Egyptian television anchor

Tawfiq Okasha (توفيق عكاشة), is an Egyptian television presenter as owner and principal anchor of the satellite political-commentary channel Faraeen (also Al Fara'een) until it was folded in 2016. He has been called an opponent of Egyptian liberals and revolutionary youth activists, and until late June 2012 was considered "a staunch supporter" of Egypt's ruling military council (SCAF).

==Biography==
Following Egypt's 2012 presidential election Okasha claimed that the United States government and Egypt's ruling military council had rigged the election in favor of the Muslim Brotherhood candidate Mohammed Morsi as part of a plot to seize Egyptian oil fields and turn them over to Israel, and that the true winner of the election was Ahmed Shafik, a former general who was Hosni Mubarak's last prime minister. The claim was called "wildly counterintuitive" as both the United States and ruling military are enemies of the Brotherhood, and members of the council appeared on television to deny the report. The claim was seen as fueling a 15 July 2012 attack of tomatoes and shoes by Egyptian Copt protestors on the motorcade of the visiting US Secretary of State

A former member of parliament for the former ruling National Democratic Party, Okasha has also been called "Egypt's Glenn Beck" (after the right-wing American television host) for his "embrace of conspiratorial thinking and hatred of political Islam". In March 2012, he was found guilty of defamation and libel in lawsuit filed against him for insulting the mother of Egyptian torture victim Khaled Saeed and sentenced in absentia.

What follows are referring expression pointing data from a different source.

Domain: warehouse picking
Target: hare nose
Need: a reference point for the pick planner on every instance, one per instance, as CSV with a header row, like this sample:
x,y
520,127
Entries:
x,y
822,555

On his channel, Okasha co-hosts a popular TV show called "Egypt Today". According to Egypt Independent, "Okasha claims that "Egypt Today" was watched by more than 300 million viewers throughout the Arab world, a figure impossible to verify". Okasha's political opponents accused him of using the show to "spread lies and fantasy" about them. In July 2012, a court ordered Al-Faraeen to be shut down for 45 days.

On 22 October 2012, Okasha was convicted of insulting President Mohamed Morsi and sentenced to a four-month jail term and a fine of 100 Egyptian pounds (US$16.39). Okasha remained free while appealing the sentence. Amnesty International protested the conviction, calling it "a further blow to freedom of expression" and noting that the organization would consider Okasha a prisoner of conscience were he imprisoned on this basis.

He won a seat in the parliament following the 2015 parliamentary election. However, he was expelled in early 2016, as he had invited the Israeli ambassador Haim Koren for dinner at his home in Dakahlia Governorate.

In 2017, he was sentenced for a one year in prison for forging his PhD certificate from an alleged U.S. university to enter the parliament. Later on, he went to work for "Al-Hayat TV" in 2018.